Defendant argues that the knowledge and conduct of Owen and Maruschak, both employees in Lake County, were irrelevant to the issue of liability in this case inasmuch as they never served in Ashtabula County and, in any event, the information regarding Waites's criminal record came to the attention of Ashtabula County officials in 1990, prior to the time Stephanie joined 4-H. We agree.

Regarding the actions of Ashtabula County extension officer Thomas Hopkins, the evidence fails to support plaintiffs' contention that he acted in a *Page 750 wanton manner when, once he became aware of Waites's criminal record, he failed to disclose that information to 4-H advisors or members. As previously noted, after the Black memo was sent out, Hopkins brought up the issue at the small animal committee meeting and sought the advice of those members. At the meeting, Kitty Butler gave her opinion that Waites had not been guilty of the charges and other members of the committee were asked for their input on the matter. Hopkins testified that his decisionmaking process in this matter was based upon the views expressed at the meeting and the fact that Waites's duties in speaking at a clinic would be limited and under the control of the county extension office. Upon review, the record indicates that the Court of Claims did not err in failing to find that Hopkins's actions in dealing with the issue of the Black memo constituted wanton misconduct.
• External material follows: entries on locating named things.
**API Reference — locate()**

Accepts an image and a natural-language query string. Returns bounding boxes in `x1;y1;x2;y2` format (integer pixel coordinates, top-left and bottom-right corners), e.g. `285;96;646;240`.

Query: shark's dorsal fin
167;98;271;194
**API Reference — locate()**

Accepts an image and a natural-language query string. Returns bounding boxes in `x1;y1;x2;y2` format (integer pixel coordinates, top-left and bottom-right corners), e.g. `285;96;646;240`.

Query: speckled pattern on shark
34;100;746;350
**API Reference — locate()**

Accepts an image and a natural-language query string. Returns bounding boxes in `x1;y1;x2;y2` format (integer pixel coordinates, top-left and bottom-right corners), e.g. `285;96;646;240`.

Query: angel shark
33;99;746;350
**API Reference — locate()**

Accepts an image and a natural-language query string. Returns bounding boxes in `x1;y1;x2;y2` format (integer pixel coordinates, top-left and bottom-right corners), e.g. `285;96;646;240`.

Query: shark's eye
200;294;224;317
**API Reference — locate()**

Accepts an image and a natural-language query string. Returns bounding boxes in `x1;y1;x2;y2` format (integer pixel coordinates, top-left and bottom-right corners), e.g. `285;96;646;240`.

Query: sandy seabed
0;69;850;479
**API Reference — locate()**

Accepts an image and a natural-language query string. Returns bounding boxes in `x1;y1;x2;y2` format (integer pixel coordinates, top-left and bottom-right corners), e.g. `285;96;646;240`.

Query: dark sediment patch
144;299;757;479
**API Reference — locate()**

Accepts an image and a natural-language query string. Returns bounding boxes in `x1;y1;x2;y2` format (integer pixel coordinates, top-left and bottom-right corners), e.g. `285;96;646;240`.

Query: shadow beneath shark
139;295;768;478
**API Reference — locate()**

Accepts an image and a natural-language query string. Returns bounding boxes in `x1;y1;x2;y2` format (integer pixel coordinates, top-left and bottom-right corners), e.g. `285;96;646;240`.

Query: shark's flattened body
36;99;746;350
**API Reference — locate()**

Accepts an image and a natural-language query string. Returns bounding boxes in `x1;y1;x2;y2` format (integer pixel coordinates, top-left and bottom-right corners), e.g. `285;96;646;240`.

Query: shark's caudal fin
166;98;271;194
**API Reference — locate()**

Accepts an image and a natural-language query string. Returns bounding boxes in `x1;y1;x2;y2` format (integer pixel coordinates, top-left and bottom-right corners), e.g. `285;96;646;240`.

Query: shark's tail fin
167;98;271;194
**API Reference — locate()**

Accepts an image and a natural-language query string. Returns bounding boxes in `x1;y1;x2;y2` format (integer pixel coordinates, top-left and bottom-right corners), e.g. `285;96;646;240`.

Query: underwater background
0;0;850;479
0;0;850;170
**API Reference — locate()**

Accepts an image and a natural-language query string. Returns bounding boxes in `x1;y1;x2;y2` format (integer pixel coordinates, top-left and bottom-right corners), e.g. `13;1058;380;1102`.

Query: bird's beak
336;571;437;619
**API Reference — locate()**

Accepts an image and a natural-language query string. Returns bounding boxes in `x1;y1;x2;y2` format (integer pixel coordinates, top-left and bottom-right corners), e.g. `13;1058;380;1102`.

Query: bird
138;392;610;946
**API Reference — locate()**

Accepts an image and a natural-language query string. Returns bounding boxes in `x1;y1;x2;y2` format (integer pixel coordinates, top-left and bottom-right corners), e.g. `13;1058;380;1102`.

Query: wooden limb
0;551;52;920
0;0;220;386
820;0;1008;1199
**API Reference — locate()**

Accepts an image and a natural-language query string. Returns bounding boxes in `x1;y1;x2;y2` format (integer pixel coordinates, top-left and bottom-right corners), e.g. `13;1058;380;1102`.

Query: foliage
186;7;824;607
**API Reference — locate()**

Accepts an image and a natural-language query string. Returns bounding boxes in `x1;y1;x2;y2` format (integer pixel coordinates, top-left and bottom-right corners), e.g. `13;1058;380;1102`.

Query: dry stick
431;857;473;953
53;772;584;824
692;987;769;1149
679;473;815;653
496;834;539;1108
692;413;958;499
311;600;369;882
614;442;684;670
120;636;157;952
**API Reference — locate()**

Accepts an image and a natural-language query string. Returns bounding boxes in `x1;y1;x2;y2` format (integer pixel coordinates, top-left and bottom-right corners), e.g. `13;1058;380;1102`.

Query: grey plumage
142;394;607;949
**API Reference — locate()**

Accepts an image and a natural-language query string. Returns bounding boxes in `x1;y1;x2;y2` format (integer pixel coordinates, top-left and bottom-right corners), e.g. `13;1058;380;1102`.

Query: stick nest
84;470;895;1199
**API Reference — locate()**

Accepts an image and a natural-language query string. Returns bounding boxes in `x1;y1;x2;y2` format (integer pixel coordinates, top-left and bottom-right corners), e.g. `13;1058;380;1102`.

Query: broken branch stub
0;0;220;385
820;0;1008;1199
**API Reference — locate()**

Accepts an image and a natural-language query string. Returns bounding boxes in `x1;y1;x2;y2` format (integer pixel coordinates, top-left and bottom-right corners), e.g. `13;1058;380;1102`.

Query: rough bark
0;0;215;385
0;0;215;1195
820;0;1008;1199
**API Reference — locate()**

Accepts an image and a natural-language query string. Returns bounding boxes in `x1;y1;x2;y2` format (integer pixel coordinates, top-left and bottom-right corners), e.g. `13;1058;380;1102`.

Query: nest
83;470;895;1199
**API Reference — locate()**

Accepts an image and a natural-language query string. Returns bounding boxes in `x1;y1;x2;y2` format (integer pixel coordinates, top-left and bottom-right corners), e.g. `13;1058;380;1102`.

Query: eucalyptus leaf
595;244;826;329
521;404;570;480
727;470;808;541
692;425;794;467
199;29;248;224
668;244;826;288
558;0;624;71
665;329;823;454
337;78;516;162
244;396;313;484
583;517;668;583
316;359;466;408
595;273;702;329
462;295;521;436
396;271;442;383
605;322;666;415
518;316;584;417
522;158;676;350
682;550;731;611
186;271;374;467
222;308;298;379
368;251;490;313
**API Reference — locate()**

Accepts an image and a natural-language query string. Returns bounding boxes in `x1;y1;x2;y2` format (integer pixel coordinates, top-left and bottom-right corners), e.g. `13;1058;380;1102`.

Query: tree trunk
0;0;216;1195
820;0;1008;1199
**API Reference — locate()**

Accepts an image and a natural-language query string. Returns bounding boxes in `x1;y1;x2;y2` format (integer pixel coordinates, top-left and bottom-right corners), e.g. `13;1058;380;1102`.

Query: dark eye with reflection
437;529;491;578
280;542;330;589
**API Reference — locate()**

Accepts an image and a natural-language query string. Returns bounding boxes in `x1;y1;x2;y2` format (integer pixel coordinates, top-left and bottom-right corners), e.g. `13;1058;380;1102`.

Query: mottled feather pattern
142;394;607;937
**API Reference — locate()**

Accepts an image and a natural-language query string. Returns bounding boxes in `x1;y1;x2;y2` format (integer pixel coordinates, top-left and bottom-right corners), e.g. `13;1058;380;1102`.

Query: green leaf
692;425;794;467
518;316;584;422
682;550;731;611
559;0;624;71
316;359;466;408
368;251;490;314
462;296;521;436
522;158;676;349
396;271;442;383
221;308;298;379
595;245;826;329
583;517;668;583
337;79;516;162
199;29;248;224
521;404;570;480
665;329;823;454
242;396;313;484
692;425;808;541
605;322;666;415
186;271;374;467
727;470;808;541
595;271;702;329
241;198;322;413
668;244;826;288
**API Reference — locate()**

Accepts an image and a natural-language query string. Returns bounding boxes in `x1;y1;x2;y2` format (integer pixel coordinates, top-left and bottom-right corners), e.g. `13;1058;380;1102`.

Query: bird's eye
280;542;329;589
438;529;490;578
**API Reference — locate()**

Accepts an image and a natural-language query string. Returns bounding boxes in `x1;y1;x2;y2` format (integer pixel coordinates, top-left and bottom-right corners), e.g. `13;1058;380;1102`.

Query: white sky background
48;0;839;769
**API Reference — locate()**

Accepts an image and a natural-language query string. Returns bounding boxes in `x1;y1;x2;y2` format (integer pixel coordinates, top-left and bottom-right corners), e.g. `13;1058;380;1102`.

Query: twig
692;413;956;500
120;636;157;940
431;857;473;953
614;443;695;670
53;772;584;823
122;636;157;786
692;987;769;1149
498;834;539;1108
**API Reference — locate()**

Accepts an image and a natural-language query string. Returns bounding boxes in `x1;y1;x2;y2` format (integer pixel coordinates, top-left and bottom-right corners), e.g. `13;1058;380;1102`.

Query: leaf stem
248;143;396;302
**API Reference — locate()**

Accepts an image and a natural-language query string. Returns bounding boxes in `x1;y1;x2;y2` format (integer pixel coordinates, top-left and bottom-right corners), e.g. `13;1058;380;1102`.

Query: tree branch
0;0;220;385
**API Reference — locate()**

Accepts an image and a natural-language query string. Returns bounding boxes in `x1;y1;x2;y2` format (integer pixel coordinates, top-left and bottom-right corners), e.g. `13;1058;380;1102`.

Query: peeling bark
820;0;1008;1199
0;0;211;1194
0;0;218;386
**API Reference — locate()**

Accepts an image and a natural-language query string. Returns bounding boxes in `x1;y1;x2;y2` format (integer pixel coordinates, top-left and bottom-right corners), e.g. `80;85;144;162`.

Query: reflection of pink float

Plaintiffs' first and fifth assignments of error are without merit and are overruled.

Based upon the foregoing, plaintiffs' first, second, third, fourth, fifth, sixth, seventh and eighth assignments of error are overruled and the judgment of the Court of Claims is hereby affirmed.

Judgment affirmed.

PEGGY BRYANT, J., concurs.

LAZARUS, J., concurs in part and dissents in part.

1 On appeal, the Court of Appeals for Lake County affirmed in part and reversed in part the judgment of the trial court. See State v. Waites (Aug. 19, 1994), Lake App. No. 93-L-009, unreported, 1994 WL 590289.

2 Plaintiffs assert that Waites was a "volunteer project advisor," a title appearing in an "Ohio 4-H BLAST Program" manual. However, Ashtabula County extension agent Thomas Hopkins testified that the "BLAST Program" curriculum was not in place prior to the fall of 1992. Hopkins further testified that, during the time of Waites's alleged involvement in local 4-H club activities, there was nobody who served solely in the capacity of what might be considered a volunteer project advisor in Ashtabula County.

3 In its decision, the Court of Claims relied uponReynolds v. State (1984), 14 Ohio St. 3d 68, 70, 14 OBR 506, 507-508, 471 N.E.2d 776, 778-779, in which the Ohio Supreme Court held that language in R.C. 2743.02 providing that the state shall have its liability determined in accordance with the same rules of law applicable to suits between private parties means that "the state cannot be sued for its legislative or judicial functions or the exercise of an executive or planning function involving the making of a basic policy decision which is characterized by the exercise of a high degree of official judgment or discretion."